Chloe, who seemed more of a plot device than a full character in the first book, comes into her own in the remake. After the rapture, Thomson carries the majority of the scenes she’s in, acting alone or with very little dialogue, as Chloe comes to grips with one disaster after another:  cars with no drivers crashing right in front of her, looters being shot around her, a plane with no pilot coming straight for her, an empty school bus careening off of a bridge behind her. 

Cage is the complex pilot who finally understands the warnings of his wife, all too late.  His panic, shame and grief are palpable as Rayford tempers the emotional fall-out of losing half of his family with the emergency landing he is forced to make when his plane becomes distressed.  In the first chapter of the book, Rayford lands his plane outside of Chicago with little fanfare, but in the film, Rayford faces as much drama in the air as Chloe does on the ground, and whether Rayford can land the plane with all passengers surviving —as opposed to dealing with the disappearances themselves—becomes the climax.
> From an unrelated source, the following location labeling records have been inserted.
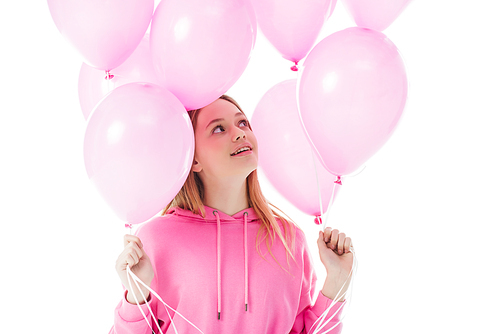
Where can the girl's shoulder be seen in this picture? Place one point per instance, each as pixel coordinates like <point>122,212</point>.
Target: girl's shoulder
<point>156,226</point>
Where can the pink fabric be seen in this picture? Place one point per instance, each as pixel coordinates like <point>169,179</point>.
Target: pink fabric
<point>184,252</point>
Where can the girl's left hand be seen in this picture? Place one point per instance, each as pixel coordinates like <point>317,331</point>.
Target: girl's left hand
<point>336,255</point>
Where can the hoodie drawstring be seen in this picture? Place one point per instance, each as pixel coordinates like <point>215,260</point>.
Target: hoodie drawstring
<point>219,280</point>
<point>219,299</point>
<point>246,261</point>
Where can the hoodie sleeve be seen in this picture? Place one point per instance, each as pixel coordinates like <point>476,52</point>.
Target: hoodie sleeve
<point>308,313</point>
<point>128,319</point>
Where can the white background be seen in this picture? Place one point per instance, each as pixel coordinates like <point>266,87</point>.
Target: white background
<point>423,215</point>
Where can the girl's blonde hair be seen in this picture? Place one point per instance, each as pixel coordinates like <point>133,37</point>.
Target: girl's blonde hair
<point>190,197</point>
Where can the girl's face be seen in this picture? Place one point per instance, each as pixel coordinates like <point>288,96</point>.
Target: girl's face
<point>225,145</point>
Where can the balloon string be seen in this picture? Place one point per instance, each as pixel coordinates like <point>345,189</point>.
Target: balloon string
<point>322,323</point>
<point>138,280</point>
<point>144,298</point>
<point>336,184</point>
<point>317,183</point>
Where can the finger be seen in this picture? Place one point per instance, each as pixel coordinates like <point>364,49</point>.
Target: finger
<point>347,245</point>
<point>334,239</point>
<point>131,238</point>
<point>340,243</point>
<point>132,259</point>
<point>327,234</point>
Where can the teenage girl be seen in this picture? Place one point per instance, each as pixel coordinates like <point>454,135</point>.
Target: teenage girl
<point>220,255</point>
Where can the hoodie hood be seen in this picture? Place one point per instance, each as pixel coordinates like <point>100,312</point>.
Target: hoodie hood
<point>218,217</point>
<point>210,217</point>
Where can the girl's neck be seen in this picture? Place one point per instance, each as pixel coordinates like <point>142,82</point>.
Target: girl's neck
<point>226,196</point>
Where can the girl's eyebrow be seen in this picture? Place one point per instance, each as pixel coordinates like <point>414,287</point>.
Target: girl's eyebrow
<point>221,119</point>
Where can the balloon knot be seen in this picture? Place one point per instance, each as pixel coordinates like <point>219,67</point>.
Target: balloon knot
<point>338,181</point>
<point>318,220</point>
<point>108,76</point>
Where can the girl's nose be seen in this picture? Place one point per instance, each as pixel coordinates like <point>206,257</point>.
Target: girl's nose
<point>238,134</point>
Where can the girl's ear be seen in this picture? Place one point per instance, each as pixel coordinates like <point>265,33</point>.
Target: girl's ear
<point>196,167</point>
The audience feels the heavy hand of the screenwriter when all of those left behind are suggested to be the “bad” people. Chloe is disrespectful to her mother and to another believer; Rayford skips out on family time to have an affair; people immediately start looting and killing each other in the confusion of the disappearances. Contrary to the message in the film, I’d venture a guess that who goes and who stays behind will be much more of a surprise to many people.

But what is pleasantly surprising about the movie is the great production value. The special effects will draw you in and leave any action-loving viewer satisfied with the sequences that begin around the 40-minute mark. And the end credits provide a special treat with Jordin Sparks’s lovely rendition of that old Sunday school favorite, “I Wish We’d All Been Ready.”   

Left Behind opens in theaters on Friday Oct. 3.